Alexander-Miller’s research focuses on influenza vaccines and newborns and aligns closely with the center. But creating a vaccine that is safe for infants and effective has some unique challenges. For one, newborns’ immune systems are set up to deliberately not mount a large response to foreign substances. This prevents babies’ immune systems – to which everything is new – from going overboard and creating a dangerous amount of inflammation. This dampening mechanism is thought to be in place to allow microbiomes to become established throughout the body.
This means researchers have to find the very thin line of what is enough to overcome the natural dampening of infants’ immune systems so they generate antibodies while ensuring that the vaccines we give to our youngest people are as safe as they can be. Because when an infant – or anyone, for that matter – becomes infected with the influenza virus, it’s a race to see if the pathogen replicates or the immune system responds more quickly. Since babies’ immune systems are naturally somewhat muted, it’s more difficult to clear the virus, giving it more time to do damage or spread. This makes development of an effective vaccine for this group imperative.
Alexander-Miller hasn’t always studied developing effective vaccines in infants. But she reached a point in her career when she could make a shift, and helping the youngest, most vulnerable population appealed to her. Also, the proximity and availability of the Wake Forest University School of Medicine Vervet Research Colony, an NIH-supported national biomedical nonhuman primate research resource, provided access to a superlative model for study. Using the most cautious study design and approach meant someone was onsite in the nursery with the newborn primates 24 hours a day, 7 days a week, and every effort was made to maintain the highest levels of care. The results, Alexander-Miller says, were a rousing success and the newborn primates thrived.
More recently, Alexander-Miller received funding from Collaborative Influenza Vaccine Innovation Centers (CIVICs), a network of research centers funded by the National Institute of Allergy and Infectious Diseases, to test the idea of an mRNA (messenger RNA) vaccine in the newborn primate model. Although COVID-19 vaccines were the first mRNA-based ones to be approved, the technology has been in development for decades. For Alexander-Miller’s work, the results so far look promising, and the mRNA vaccine approach appears less sensitive to high levels of maternal antibodies interfering with the vaccine response, which makes it particularly valuable in newborns.
Another avenue of research, especially with influenza, is a universal vaccine that would cause the immune system to target a part of the virus that does not change or mutate from year to year. Currently, the immune system doesn’t make a strong response to that part, like it does to the part that changes every year.

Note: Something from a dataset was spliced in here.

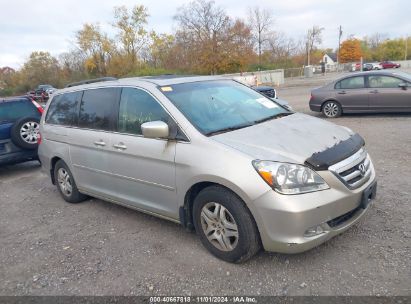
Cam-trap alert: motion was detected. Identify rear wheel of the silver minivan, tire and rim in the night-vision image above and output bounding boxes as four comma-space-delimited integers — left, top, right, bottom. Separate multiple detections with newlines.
54, 160, 87, 204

“Adjuvants seem to really help to boost the response to that particular region, so I think there is hope for the future to perhaps not to have get a vaccine every year,” says Alexander-Miller. Decreasing the frequency or number of vaccines needed for immunity could increase the public’s willingness to get them. This would not only lead to fewer deaths from disease but also increase herd immunity, which protects people who can’t get vaccinated or don’t respond to the vaccine, including the very young and the very old.
Until a universal vaccine is developed and approved, though, Alexander-Miller and other members of the Center for Vaccines at the Extremes of Aging have plenty of questions to answer, theories to test and experiments to run.
“We might hit something that works on both ends of the spectrum or we might not,” says Alexander-Miller. “Or perhaps we need to think of them as individual groups, so there would be a vaccine for infants under 6 months of age that differs from a vaccine for those that are 6 months to 60 years of age, and yet another vaccine for the older population. It’s not one size fits all.”